An LLM enthusiast shared their experience in simplifying their homelab, reducing the number of running models from three to one, all on a system based on Ryzen AI MAX+ with 128GB of RAM and 96GB of shared VRAM via Vulkan/RADV.

Previous Setup

The original configuration included three distinct models:

  • GLM-4.7-Flash (30B MoE, 3B active): for daily tasks such as email management.
  • Qwen3.5-35B-A3B (35B MoE, 3B active): for reasoning and coding.
  • Qwen3-VL-8B (8B dense): for computer vision and video stream management.

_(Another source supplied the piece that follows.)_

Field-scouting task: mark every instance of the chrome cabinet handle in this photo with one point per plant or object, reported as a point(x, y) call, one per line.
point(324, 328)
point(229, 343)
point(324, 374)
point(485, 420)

The move to a single model was motivated by the complexity of managing routing between the different models.

New Setup

The new configuration is based on a single model:

  • Qwen3.5-122B-A10B UD-IQ3_S (10B active, 44GB).
  • VL-8B kept separate to avoid conflicts with camera management.
  • Nomic-embed for retrieval augmented generation (RAG).

This setup handles tasks such as email classification, food management applications, financial dashboards, person detection via cameras, Open WebUI, SearXNG, OpenCode, and an OpenClaw agent.

Surprising Findings

  • IQ3 quantization achieved similar results to Q4_K_M with half the VRAM and greater speed.
  • MoE models proved more efficient than dense models, especially in concurrent scenarios.
  • Unsloth Dynamic quants work fine on Strix Halo.